Senior Citizens Surfing the Web
If you are not considering senior citizens surfing the web as you create your information product sites, you may be making a big mistake. It’s no secret that the world population is aging, and that those aging people are being forced (if they weren’t interested in the first place) to use the web for many basic interactions now. Governments and insurance companies, for example, often communicate by email, or provide crucial data as a link to a website.
Jakob Nielsen’s Alertbox is a great source of research-based suggestions for website design. His recent post on usability for senior citizens (including a discussion of what that phrase means) included the following idea we can all put into place immediately:
“Hypertext links are essential design components; using large text for them is especially important for two reasons: 1) to ensure readability, and 2) to make them more prominent targets for clicking.

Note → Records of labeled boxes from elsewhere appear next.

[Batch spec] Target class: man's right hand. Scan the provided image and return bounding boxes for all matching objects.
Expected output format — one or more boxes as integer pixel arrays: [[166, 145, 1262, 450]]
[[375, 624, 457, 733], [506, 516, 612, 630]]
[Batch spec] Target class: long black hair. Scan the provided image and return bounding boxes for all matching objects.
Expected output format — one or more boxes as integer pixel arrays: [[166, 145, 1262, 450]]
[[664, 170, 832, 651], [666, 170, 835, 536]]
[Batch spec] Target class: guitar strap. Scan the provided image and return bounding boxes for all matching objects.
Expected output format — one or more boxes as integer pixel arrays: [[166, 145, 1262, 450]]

Also, you should avoid tightly clustered links; using white space to separate links decreases erroneous clicks and increases the speed at which users hit the correct link. This rule also applies to command buttons and other interaction objects, all of which should be reasonably large to facilitate easy clicking.”
Isn’t it interesting that we have to design our sites to be mobile optimized for smaller and small screens, and yet, at the same time, accommodate aging site visitors with larger font size and more white space around links? Personally, I’m having a little bit of trouble determining how to go about accomplishing both these goals with the same websites. How about you?